To address this issue, the joint research team of Professor Hoonchul Kang and Researcher Jihoon Kim from Yonsei University, and Professor Dokyun Na from Chung-Ang University, generated induced pluripotent stem cells from the patient’s blood cells to create a precision disease model that replicates the patient’s actual disease environment. To confirm that the SCN2A mutation is the direct cause of epilepsy, they used advanced gene-editing technology to correct the mutation to normal, observed the disappearance of seizure symptoms, and thus demonstrated that the mutation was indeed the cause of the seizures.
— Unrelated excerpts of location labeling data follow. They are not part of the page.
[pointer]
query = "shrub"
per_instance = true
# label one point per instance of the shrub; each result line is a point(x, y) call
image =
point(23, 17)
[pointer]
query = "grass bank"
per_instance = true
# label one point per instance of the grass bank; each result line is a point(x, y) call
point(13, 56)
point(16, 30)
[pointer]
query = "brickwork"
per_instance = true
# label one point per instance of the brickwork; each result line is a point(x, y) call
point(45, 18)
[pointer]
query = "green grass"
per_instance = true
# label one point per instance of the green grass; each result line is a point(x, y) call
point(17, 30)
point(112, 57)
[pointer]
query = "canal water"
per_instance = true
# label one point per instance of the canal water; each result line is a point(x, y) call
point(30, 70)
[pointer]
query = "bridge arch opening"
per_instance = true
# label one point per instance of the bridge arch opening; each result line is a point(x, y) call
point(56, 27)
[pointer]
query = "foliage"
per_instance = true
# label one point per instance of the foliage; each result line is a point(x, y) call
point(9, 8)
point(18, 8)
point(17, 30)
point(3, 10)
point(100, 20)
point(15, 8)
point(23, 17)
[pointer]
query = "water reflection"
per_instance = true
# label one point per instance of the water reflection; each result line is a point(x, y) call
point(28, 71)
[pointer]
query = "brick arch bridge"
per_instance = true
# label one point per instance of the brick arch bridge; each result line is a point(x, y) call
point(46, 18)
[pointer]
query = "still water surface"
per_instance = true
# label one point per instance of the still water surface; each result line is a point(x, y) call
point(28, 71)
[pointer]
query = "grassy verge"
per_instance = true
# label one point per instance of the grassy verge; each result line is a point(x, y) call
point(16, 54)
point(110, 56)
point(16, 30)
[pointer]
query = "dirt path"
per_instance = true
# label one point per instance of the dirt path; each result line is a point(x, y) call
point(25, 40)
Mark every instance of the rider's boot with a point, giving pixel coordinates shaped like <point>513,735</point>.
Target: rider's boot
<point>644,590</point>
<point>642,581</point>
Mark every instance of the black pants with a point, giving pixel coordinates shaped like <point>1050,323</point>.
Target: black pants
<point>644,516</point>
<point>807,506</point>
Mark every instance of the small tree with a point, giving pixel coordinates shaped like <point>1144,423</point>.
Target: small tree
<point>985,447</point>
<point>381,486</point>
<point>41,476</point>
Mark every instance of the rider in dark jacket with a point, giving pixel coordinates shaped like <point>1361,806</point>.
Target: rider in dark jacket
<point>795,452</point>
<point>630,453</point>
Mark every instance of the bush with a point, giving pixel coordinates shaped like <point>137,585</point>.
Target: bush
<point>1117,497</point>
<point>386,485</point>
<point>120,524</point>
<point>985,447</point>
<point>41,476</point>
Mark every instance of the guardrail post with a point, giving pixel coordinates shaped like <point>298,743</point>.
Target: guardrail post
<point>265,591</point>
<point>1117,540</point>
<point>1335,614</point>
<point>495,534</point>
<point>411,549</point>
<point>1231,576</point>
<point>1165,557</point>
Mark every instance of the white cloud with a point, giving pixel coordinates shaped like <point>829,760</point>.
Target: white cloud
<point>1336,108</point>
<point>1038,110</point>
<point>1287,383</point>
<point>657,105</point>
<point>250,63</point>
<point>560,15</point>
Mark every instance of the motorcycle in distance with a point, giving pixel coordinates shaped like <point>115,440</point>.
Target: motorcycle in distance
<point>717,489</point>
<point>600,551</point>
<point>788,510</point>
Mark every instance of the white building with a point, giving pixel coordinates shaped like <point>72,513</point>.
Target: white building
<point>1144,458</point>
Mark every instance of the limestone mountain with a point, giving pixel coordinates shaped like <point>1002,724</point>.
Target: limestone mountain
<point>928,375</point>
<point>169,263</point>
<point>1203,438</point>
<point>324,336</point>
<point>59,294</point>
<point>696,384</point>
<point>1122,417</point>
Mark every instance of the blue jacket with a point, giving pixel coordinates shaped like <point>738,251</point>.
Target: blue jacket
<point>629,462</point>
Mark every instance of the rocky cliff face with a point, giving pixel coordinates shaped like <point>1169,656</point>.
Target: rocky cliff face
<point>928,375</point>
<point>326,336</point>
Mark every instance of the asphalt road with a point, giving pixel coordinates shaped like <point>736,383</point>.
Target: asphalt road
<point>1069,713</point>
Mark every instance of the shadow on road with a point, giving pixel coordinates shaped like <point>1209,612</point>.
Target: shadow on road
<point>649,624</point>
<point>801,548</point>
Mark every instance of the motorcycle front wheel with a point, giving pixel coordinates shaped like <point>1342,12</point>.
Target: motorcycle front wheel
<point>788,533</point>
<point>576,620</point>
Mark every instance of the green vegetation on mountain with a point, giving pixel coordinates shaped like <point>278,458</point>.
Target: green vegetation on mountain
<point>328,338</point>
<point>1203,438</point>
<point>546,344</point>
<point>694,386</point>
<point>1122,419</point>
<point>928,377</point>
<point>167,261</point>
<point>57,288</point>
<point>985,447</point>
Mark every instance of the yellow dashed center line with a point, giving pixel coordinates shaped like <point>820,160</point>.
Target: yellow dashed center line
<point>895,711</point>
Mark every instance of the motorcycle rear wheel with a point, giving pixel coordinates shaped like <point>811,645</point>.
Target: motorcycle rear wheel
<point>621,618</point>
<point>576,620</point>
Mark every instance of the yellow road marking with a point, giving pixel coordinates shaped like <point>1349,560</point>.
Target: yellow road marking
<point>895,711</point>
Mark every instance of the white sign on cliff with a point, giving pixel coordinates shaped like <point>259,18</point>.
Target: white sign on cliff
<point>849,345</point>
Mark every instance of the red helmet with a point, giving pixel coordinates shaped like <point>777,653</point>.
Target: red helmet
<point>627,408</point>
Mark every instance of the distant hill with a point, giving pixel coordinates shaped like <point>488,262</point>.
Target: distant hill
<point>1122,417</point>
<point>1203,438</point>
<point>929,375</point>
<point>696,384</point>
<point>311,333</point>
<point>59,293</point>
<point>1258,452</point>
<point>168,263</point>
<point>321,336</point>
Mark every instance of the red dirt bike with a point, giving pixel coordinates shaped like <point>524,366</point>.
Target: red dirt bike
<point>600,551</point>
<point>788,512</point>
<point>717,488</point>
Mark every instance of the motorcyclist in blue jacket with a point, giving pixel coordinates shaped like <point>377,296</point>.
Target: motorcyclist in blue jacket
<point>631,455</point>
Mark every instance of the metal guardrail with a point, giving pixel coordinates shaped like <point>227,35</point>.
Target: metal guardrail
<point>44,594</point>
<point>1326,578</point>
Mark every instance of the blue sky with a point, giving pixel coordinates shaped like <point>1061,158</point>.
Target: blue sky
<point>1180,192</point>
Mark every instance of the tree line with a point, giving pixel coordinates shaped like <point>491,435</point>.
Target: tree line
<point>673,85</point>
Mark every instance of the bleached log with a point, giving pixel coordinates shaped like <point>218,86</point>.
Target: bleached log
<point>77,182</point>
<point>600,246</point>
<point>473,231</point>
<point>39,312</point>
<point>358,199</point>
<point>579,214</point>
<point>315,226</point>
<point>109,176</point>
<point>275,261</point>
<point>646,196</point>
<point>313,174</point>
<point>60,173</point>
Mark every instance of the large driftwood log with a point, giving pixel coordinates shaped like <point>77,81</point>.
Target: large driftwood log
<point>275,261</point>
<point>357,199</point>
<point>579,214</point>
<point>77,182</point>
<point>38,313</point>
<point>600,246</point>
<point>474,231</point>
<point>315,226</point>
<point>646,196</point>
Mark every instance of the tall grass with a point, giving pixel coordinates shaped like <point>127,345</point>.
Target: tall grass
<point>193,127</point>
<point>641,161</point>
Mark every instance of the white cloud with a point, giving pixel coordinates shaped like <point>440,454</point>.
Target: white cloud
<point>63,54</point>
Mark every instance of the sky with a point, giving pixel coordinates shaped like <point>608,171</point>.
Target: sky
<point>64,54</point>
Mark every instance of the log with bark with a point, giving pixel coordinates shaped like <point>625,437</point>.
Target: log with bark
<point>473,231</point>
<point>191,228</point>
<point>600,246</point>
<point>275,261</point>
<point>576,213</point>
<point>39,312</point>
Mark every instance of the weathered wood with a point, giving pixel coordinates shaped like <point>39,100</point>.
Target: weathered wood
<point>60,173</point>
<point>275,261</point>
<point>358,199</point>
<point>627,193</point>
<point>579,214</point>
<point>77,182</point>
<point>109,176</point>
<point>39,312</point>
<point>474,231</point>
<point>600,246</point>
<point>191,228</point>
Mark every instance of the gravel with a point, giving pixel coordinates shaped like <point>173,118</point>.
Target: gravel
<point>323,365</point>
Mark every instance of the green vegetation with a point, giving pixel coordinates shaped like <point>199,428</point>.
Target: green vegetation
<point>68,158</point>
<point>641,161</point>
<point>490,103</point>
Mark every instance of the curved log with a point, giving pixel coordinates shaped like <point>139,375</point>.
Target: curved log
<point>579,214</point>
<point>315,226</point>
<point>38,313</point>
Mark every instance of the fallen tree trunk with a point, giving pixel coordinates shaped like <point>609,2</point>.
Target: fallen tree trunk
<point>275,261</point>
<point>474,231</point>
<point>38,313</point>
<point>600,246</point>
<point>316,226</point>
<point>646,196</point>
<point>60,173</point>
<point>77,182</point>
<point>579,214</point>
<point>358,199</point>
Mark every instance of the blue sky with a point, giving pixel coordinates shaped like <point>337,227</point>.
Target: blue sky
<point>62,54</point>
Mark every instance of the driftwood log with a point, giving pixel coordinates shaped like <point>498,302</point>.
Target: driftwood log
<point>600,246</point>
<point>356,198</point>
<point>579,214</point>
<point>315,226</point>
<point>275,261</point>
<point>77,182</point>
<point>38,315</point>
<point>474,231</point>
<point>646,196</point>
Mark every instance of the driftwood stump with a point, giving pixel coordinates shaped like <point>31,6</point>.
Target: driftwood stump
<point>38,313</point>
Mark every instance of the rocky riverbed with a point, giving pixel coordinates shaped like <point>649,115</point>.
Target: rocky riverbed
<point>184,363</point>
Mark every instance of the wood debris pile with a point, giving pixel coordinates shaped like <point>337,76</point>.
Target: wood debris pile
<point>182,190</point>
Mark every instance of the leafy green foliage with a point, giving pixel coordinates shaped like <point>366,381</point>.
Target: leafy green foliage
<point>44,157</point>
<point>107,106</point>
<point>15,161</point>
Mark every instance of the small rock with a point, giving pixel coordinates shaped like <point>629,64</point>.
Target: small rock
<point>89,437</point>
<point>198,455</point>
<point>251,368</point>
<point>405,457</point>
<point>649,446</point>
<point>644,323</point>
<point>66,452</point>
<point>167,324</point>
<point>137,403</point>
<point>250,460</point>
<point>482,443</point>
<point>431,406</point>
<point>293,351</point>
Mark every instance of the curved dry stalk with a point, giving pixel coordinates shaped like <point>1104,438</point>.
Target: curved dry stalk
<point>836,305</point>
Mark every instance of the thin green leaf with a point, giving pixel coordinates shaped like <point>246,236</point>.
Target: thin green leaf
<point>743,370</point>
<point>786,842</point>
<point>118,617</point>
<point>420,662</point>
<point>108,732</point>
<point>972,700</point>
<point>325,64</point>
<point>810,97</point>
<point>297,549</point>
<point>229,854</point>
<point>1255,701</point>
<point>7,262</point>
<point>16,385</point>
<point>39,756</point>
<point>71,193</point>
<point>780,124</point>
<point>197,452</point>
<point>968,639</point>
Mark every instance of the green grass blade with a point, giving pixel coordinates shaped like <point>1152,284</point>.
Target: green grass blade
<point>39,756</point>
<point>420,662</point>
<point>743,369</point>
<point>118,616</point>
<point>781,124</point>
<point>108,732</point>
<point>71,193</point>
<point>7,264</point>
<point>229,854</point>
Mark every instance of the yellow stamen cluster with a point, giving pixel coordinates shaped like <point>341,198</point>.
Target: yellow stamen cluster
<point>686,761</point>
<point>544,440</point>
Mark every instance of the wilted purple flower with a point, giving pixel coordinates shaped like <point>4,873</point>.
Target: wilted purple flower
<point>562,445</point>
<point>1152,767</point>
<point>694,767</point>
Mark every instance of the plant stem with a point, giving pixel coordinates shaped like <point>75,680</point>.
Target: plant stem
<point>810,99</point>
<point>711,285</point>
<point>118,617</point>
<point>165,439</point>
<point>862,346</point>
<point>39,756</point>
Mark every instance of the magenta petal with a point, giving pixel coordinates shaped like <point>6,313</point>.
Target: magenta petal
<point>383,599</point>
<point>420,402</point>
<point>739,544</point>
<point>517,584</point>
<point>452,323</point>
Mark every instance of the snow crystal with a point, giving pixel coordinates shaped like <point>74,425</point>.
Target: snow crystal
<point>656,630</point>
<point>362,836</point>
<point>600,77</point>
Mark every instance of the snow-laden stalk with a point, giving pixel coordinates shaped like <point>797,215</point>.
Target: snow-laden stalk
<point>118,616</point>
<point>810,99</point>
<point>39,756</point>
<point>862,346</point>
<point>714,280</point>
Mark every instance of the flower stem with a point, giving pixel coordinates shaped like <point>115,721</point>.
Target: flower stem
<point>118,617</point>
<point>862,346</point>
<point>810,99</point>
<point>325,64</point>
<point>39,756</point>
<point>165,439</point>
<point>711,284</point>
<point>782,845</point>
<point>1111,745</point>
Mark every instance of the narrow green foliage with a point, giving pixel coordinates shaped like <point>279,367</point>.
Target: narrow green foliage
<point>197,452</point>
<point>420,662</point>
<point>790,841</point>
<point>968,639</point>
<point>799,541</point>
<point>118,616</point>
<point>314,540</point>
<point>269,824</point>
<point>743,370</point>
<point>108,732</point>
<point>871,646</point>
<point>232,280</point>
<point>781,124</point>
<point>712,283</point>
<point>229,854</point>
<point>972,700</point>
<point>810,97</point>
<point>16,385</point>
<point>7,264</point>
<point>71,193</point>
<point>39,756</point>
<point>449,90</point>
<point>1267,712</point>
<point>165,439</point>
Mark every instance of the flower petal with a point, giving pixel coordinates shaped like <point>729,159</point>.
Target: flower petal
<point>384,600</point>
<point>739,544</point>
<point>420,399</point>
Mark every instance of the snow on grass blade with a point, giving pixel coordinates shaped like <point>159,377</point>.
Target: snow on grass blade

Based on this personalized neural cell model, the researchers analyzed approximately 1.6 million compounds using AI-based simulations, considering factors such as blood-brain barrier permeability, toxicity, and gene-binding affinity. They selected five optimal drug candidates, among which two exhibited about 100 times greater efficacy than the conventional treatment phenytoin, supporting the feasibility of a patient-specific precision treatment strategy.
Professor Kang stated, "This is a case that proves the effectiveness of patient-specific drug screening technology using patient-derived cells for intractable epilepsy patients," and added, "In the future, we plan to continuously expand research to develop personalized precision therapies for patients with various gene mutations beyond SCN2A."
Professor Na emphasized, "This is a case that demonstrates the practical applicability of precision medicine technology in the field of rare diseases," and said, "We expect that the results of this study will establish an innovative treatment strategy that can be applied to patients with a variety of genetic diseases in the future."
This research was supported by the 'Public Interest Medical Technology Research Project' promoted by the Ministry of Health and Welfare and the Korea Health Industry Development Institute, and was published in Volume 191 of the world-renowned medical informatics journal 'Computers in Biology & Medicine' in 2025.